11 comments on “Shimano XT vs. SRAM X9 Clutch Derailleur Systems”

  1. Agreed, Since using Shimano’s new Shadow XT Plus RD I’ve been floored by the difference. I too am back buying Shimano components after a enjoyable past few years on SRAM.

  2. Any readers got an opinion on the Zee Shadow Plus (clutch) rear mech? It’s the cheaper version of the Saint, short cage but can accommodate an 11-36 cassette which I’m considering for my 1×10 AM bike. Or would it be better to stay with an SLX if looking for an affordable clutch derailleur?

  3. A friend just got the Zee rear derailleur for the same setup (160 travel bike setup 1×10). He’s had it for a few rides now and seems to like it. I pedaled around the parking lot and it felt pretty good. I’m considering getting the Zee setup for my SX Trail.

  4. Lorne,

    I have one and I like it. It’s on an 11-36 Shimano cassette, w a 32 ring up front on my trail bike. I have it with the Saint shifter, which is sooooo slick. it’s the best part of the system, hands down.

  5. I must be missing something here… I run 1×10 with a medium cage XT dérailleur and don’t get any chain noise or chain slap against my frame (I’ve had people try my bike and remark on how silent the drivechain runs). There’s no chain guide, just a cheap BBG bashwhich and an correctly-sized chain for my chainring/cassette combo.

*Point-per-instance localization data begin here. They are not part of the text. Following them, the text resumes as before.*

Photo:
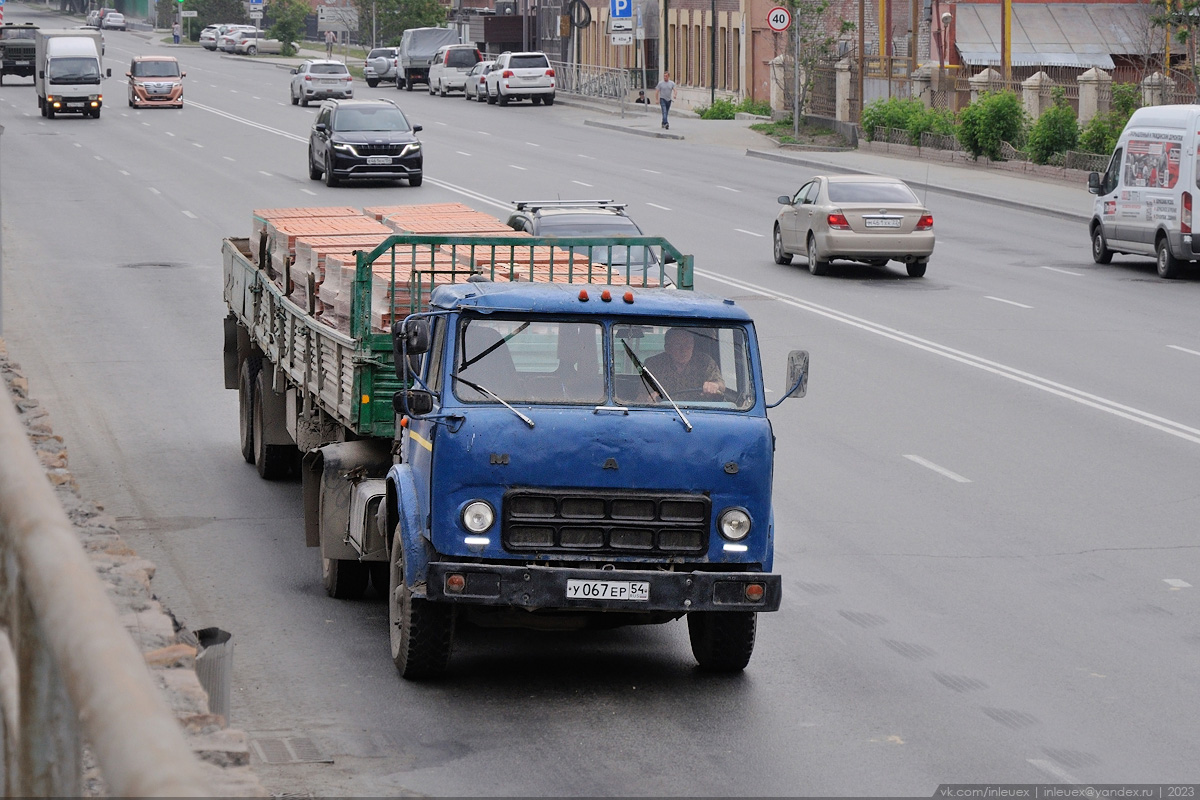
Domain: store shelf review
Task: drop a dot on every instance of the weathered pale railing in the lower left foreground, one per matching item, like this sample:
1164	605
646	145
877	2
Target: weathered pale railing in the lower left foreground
68	667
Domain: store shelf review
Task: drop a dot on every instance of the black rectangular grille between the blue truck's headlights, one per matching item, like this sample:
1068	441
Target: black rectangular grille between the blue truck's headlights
580	522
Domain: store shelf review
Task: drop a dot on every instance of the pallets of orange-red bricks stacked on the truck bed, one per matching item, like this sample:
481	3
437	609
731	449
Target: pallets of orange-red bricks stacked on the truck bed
313	255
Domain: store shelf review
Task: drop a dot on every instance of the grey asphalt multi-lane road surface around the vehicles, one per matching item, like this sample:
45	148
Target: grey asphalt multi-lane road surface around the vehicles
986	507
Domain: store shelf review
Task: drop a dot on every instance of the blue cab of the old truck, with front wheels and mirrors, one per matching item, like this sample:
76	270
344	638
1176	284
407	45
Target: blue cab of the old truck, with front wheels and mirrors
578	458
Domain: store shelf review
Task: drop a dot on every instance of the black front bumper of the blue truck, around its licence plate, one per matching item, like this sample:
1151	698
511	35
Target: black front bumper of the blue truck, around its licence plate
545	588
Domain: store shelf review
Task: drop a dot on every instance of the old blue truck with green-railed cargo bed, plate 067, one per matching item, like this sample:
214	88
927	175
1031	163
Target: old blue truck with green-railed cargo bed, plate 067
521	441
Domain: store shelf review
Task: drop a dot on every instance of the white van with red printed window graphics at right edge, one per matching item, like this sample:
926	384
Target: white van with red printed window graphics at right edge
1145	197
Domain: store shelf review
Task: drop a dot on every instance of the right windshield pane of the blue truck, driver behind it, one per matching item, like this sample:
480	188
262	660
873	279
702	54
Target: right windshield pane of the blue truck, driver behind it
697	366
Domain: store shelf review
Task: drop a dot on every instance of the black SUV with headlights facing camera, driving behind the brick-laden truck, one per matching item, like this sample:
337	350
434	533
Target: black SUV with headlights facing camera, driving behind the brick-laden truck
368	140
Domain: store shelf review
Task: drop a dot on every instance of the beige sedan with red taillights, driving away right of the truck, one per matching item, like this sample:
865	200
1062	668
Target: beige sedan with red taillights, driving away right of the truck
867	219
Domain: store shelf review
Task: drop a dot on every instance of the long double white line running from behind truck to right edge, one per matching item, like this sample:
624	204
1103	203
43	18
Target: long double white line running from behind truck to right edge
1129	413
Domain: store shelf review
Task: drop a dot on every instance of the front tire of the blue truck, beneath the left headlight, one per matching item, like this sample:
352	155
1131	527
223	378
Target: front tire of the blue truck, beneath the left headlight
422	633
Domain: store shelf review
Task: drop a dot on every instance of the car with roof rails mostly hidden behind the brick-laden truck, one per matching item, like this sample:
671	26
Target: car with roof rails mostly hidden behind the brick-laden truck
586	219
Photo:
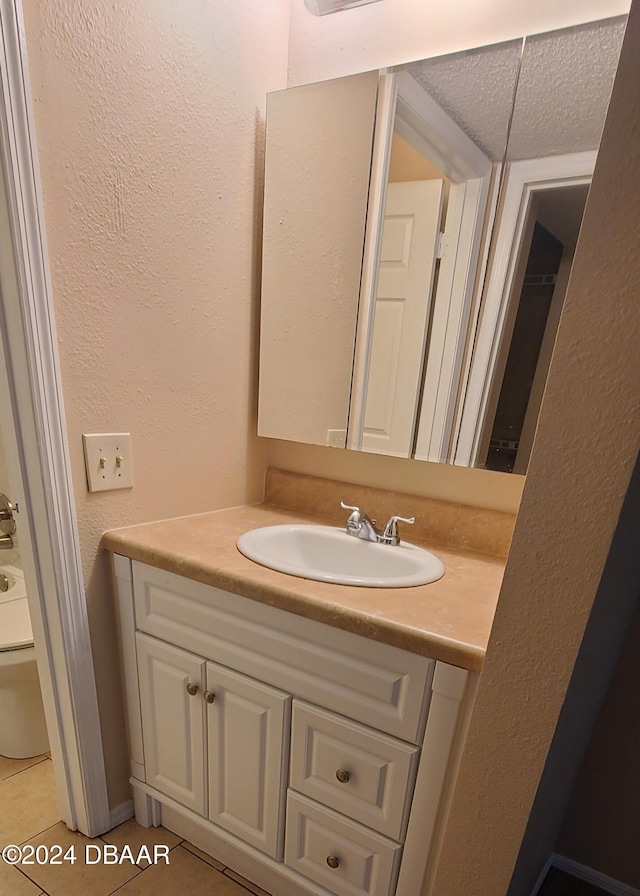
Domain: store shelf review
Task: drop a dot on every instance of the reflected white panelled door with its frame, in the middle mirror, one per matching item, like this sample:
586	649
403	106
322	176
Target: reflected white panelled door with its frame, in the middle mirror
435	200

    Is clutch designed for double or triple chainrings where it’s possible to get loads of loose chain when running in the smaller chainring? It just doesn’t seem relevant to my 1×10 setup.

    • If you’re not getting a bunch of chainslap and you can keep your chain on without a guide, then I don’t see a reason to bother with buying a clutch setup. That’s a unique combination you have though, it’s certainly not the norm (hence the remarks from your buddies). As far as single vs. multiple ring setups, I’ve run them on 1×10 setups and 2×10 setups and both benefitted greatly from the new derailleurs, trail bikes and dh bikes alike.

    • In response to Zack’s comment. Not all bikes running these various system suffer from the same issues. Factors such as chain length, B-Tension screw setting and frame design play a role. Example: FSR type and Giant Reign type frames make a hell of a racket. Whereas Trek Remedy is relatively quiet. Chains that come on the bike are often too long IMO. They are the spec’d length but essentially they allow for poor shifting technique (basically cross shifting) without risk of damaging the drivetrain or frame when the suspension compresses. Shift big ring to big cog and lean on the saddle while looking at the rear derailer and you’ll see what I mean. I like short chains, sometimes we swap for a longer B-Tension screw and use it to over crank the spring tension. Keeps stuff pretty quite. =)

  6. So why even bother ever taking the clutch off? Why not just design the derailleur to provide the clutch function set to on all the time? By reading some reviews and feedback commwents it obviously work well, but i dont get what the benefit will be switching it off.

    • There’s more resistence on downshifts, enough that it’s noticeable. Not a big deal but it is more effort and on those death grind kinds of rides where you get back to your car with the stars twinkling and two hours out of water sometimes you just need life to be easy.

      But mostly it just makes it easier to take the wheel off.